Maruti Suzuki is a large cap company and a fairly big large cap at that. Its market cap as of now is 3.19 lac crores… The company has done exceedingly well in the crossover car segment like the Brezza, and its colloboration with Toyota with the launch of Grand Vitara ( and to some extent Invicto) is paying it rich dividends. If it continues this kind of momentum for next 2-3 years, it can provide returns that you expect of around 20 % CAGR.

However autos are inherently a cyclical business and while the cycle once it turns tends to run for a few years, one has to consider possible disruptions that are happening in the space and how well equipped the company is to deal with these kind of situations.

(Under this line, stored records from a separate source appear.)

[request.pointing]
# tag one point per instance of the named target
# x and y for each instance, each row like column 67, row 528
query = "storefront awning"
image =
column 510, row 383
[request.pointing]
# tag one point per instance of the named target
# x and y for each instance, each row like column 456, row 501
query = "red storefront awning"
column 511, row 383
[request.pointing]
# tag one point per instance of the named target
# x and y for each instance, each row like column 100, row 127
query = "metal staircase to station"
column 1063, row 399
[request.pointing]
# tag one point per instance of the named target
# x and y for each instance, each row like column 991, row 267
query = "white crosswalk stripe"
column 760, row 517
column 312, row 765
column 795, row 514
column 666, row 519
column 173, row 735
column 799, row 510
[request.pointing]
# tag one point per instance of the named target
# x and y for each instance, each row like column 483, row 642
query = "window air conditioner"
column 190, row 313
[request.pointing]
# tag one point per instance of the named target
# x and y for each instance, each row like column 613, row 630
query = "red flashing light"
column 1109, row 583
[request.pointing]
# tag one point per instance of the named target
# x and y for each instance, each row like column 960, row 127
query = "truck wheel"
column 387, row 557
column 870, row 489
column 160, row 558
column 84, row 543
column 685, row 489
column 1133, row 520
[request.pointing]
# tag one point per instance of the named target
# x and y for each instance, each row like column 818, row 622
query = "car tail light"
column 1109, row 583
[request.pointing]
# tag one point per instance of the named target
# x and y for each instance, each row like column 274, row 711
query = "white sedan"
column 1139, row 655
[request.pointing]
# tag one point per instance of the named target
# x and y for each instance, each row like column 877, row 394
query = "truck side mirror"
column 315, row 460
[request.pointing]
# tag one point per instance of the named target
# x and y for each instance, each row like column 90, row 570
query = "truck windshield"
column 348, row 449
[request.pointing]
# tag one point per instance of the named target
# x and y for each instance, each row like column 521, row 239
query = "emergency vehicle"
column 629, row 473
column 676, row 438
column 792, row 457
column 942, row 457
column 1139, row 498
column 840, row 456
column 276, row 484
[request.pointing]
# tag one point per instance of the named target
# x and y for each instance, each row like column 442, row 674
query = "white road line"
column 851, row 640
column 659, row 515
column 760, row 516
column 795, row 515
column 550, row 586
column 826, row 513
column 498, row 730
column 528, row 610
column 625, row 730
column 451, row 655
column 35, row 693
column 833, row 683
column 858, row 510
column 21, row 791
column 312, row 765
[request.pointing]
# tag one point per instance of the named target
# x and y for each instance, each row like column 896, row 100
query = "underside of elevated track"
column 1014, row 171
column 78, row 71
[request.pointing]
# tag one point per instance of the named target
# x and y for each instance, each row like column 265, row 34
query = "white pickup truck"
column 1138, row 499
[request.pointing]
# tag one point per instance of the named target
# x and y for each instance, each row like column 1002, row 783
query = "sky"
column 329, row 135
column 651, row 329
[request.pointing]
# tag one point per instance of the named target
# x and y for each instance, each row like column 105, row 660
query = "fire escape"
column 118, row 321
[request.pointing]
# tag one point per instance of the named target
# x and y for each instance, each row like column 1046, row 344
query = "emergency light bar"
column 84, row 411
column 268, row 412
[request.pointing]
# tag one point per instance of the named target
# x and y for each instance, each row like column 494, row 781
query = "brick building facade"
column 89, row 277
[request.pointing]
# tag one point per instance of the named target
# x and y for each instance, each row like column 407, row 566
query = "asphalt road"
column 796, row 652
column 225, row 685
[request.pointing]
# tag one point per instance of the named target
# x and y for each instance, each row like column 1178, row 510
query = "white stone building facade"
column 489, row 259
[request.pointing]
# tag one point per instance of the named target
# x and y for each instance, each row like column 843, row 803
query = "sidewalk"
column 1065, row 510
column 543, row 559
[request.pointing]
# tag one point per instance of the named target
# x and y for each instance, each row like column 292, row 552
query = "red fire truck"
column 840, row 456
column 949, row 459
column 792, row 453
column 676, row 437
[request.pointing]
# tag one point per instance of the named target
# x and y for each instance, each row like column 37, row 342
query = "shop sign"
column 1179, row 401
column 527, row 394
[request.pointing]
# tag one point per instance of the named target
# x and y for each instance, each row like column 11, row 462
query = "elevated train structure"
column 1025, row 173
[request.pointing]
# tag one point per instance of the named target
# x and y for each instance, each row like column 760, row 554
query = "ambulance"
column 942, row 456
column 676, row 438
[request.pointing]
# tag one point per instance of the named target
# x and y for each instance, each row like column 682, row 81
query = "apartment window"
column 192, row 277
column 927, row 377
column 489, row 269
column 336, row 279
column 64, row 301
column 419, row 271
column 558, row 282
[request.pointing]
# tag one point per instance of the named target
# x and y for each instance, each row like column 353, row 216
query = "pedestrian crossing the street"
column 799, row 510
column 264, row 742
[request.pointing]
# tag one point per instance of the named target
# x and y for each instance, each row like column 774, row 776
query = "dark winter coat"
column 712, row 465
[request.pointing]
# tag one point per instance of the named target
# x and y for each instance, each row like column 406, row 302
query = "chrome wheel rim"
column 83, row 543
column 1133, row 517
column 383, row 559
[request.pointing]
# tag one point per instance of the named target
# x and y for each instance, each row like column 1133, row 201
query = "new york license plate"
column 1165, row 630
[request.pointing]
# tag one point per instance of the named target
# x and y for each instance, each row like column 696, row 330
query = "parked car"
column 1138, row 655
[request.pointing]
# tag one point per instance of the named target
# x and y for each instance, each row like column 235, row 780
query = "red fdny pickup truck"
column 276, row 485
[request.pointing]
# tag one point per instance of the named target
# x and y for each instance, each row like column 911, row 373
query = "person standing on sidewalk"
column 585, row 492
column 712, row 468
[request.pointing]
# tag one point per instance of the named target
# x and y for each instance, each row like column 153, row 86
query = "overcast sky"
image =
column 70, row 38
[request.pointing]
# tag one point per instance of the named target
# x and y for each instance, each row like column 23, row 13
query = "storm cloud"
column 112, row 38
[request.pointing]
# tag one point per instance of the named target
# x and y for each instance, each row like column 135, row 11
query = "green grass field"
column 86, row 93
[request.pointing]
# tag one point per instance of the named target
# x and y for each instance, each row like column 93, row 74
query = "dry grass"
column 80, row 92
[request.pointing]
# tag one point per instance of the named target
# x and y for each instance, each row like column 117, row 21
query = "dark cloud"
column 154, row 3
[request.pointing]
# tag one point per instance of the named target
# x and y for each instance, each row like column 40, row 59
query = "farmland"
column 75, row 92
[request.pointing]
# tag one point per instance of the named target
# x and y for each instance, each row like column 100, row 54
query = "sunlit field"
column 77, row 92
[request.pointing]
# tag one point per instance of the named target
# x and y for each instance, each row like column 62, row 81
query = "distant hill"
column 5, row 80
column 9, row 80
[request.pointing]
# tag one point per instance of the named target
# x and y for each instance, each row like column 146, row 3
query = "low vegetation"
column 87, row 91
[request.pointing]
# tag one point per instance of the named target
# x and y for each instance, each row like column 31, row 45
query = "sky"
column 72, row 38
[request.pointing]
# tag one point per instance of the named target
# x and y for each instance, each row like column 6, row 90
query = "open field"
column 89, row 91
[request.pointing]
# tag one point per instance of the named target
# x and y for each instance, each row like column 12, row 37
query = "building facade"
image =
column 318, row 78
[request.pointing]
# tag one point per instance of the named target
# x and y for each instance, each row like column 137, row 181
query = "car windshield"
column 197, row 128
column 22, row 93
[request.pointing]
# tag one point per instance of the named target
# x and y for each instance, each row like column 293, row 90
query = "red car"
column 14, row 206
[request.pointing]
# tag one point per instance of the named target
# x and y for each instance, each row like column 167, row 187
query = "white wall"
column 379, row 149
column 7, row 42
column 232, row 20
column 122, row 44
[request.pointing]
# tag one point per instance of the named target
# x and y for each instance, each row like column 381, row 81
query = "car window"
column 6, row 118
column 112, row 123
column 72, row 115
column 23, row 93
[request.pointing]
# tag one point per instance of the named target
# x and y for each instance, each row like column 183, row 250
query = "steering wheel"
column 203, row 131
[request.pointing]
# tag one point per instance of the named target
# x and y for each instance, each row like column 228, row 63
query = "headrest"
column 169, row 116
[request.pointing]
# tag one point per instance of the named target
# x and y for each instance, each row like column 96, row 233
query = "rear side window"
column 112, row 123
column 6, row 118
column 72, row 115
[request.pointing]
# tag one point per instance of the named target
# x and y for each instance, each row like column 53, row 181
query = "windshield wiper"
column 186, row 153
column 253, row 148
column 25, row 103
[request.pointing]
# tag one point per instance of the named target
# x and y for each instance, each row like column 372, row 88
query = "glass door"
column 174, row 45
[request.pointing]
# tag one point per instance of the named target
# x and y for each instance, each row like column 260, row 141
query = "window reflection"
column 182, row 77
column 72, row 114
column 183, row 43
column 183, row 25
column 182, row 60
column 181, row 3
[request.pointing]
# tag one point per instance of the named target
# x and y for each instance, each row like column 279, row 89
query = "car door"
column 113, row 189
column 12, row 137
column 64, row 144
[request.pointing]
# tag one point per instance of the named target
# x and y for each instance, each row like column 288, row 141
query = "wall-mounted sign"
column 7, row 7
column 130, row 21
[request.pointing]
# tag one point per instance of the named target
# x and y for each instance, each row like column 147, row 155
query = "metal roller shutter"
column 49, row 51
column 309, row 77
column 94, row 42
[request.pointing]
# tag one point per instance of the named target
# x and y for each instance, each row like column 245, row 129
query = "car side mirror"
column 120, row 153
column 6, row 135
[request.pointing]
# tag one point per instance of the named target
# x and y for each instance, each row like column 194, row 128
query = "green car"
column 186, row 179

The advantage Maruti has over its competitors is its distribution reach and service network all across the country. But companies like Hyundai have been very nimble in launching new versions of cars every 3-6 months and have been increasing their reach and distribution very fast. Competition in the form of Volkswagen,Toyota and Honda are also coming up with a slew of new product launches. Domestic players like M&M and Tata Motors are also showing good intent and growth.

So while Maruti seems well placed as of now to generate decent returns, one eye has to be kept on the competition and the company’s growth rate going ahead.

Personally I invest in small and midcaps and find much more lucrative options in these segments. So I don’t have a definite view on Maruti, even though the charts show a good breakout after a long period of time.